Выбрать главу

В Кении у меня был лучший друг Томми Кашангаки, и он был католиком. Тогда же я выяснил, что католицизм — это какой-то другой вид христианства, непохожий на то, что я знаю под названием «протестантизм». Опаньки, и чего же ещё я не знаю? От Томми я узнал, что католики отправляют умирающих не только в рай или ад, но и ещё в пару мест. Тем, кому не посчастливилось при жизни стать католиком, отправляются полоскаться в какое-то чистилище, после чего могут быть направлены в рай, если… в дальнейших подробностях я не разобрался. Ещё у них есть какое-то место под названием «лимбо», про которое я ничего толком не понял, но как я понял, про него и сами католики ничего толком не понимают.

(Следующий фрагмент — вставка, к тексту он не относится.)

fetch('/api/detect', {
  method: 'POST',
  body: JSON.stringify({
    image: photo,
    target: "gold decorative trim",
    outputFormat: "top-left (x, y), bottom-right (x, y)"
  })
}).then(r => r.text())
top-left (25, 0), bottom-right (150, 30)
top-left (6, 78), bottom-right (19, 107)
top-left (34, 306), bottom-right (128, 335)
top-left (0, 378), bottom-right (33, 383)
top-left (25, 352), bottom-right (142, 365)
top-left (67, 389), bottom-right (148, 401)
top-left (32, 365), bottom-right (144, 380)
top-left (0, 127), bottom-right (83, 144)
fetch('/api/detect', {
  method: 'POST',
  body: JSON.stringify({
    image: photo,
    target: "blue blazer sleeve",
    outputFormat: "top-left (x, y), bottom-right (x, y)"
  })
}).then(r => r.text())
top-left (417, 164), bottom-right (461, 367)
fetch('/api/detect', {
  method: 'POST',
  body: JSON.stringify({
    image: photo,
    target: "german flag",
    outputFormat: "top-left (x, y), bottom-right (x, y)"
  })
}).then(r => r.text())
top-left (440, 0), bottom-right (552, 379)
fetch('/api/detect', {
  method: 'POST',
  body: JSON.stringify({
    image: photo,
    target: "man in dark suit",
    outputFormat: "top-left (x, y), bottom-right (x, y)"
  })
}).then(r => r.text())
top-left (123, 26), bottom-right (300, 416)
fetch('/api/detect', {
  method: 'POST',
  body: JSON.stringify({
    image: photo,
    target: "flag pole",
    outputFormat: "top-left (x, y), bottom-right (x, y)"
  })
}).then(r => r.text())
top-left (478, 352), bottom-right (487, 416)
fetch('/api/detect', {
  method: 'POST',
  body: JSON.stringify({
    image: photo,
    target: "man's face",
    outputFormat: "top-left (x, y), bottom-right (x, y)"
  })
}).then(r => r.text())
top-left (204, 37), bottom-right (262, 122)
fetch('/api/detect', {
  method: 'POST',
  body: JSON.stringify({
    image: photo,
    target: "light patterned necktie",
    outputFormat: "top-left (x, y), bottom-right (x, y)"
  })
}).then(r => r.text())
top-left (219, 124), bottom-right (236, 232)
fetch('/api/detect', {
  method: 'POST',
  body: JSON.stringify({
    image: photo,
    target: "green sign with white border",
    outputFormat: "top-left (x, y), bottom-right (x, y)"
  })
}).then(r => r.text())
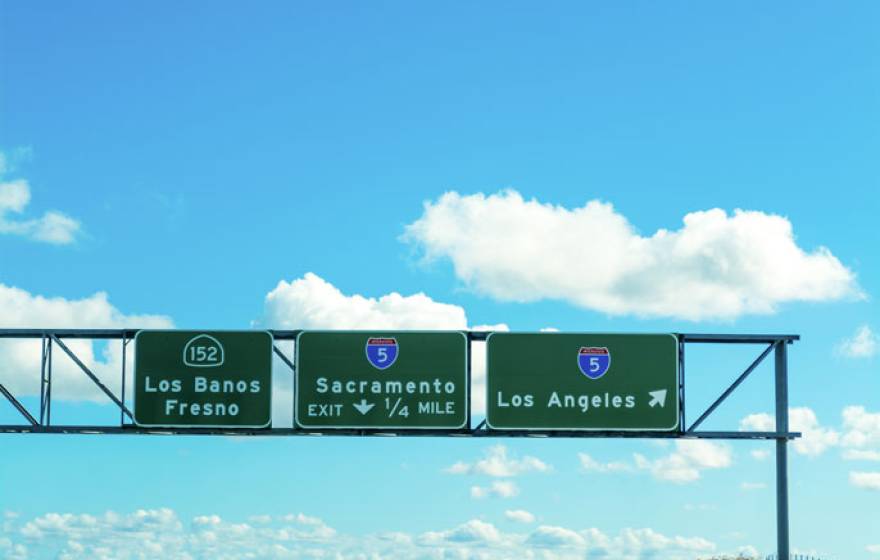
top-left (134, 330), bottom-right (273, 428)
top-left (486, 332), bottom-right (680, 431)
top-left (294, 331), bottom-right (469, 430)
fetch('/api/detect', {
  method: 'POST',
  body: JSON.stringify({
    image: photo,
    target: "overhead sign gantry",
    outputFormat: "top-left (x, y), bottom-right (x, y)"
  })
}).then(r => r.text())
top-left (486, 332), bottom-right (679, 432)
top-left (0, 329), bottom-right (800, 558)
top-left (294, 331), bottom-right (470, 430)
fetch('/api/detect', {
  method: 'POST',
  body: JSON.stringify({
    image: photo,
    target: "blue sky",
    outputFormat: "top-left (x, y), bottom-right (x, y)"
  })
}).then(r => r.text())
top-left (0, 1), bottom-right (880, 559)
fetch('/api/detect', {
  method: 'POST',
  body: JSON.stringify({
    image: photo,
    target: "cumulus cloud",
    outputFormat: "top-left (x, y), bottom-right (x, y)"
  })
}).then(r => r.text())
top-left (0, 284), bottom-right (173, 402)
top-left (739, 406), bottom-right (840, 457)
top-left (634, 439), bottom-right (733, 484)
top-left (263, 272), bottom-right (467, 330)
top-left (578, 453), bottom-right (632, 473)
top-left (0, 153), bottom-right (82, 245)
top-left (504, 509), bottom-right (535, 523)
top-left (0, 508), bottom-right (715, 560)
top-left (257, 272), bottom-right (508, 415)
top-left (849, 471), bottom-right (880, 490)
top-left (445, 445), bottom-right (552, 477)
top-left (471, 480), bottom-right (519, 500)
top-left (402, 190), bottom-right (863, 321)
top-left (750, 449), bottom-right (770, 461)
top-left (837, 325), bottom-right (878, 358)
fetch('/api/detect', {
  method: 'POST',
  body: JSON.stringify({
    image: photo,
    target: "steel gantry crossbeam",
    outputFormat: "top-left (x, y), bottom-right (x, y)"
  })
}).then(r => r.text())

Но это только про христиан. У моего отца был друг Рамеш, индиец по национальности и, соответственно, индус по вере. Из разговоров с его детьми я узнал, что у индусов другие представления о том, что бывает после смерти. По их версии получалось, что после смерти ты не отправляешься в рай, ад, чистилище или лимбо, а рождаешься заново другим человеком или даже животным. Это звучало гораздо круче. Может быть, я перерожусь каким-нибудь ящером острова Комодо или ещё кем! Плюс, это выглядело справедливее, что у каждого есть ещё шанс, вместо того, чтобы сразу же присуждать ад или рай.

Но и в их аргументах было много дыр. Например, постоянно растущее население Земли. Откуда берутся все эти новые души? И в большинстве книг с описаниями этого процесса все эти реинкарнации представлялись долгой лестницей, ведущей к немного другой версии рая. Когда в одной из своих жизней ты, наконец, всё сделаешь правильно, то попадёшь в такое офигенное место, откуда не нужно будет возвращаться. Плюс, свидетельства реинкарнации выглядели очень шатко и основывались лишь на вере ровно в той же степени, что и свидетельства о рае и аде. И те, и другие аргументы крепились на странной идее, что человек каким-то необъяснимым образом остаётся живым после того, как все убедились, что он конкретно и безусловно откинул лыжи. Так что, хотя реинкарнация и давала преимущества перед раем и адом, я всё же не был готов на этом успокоиться.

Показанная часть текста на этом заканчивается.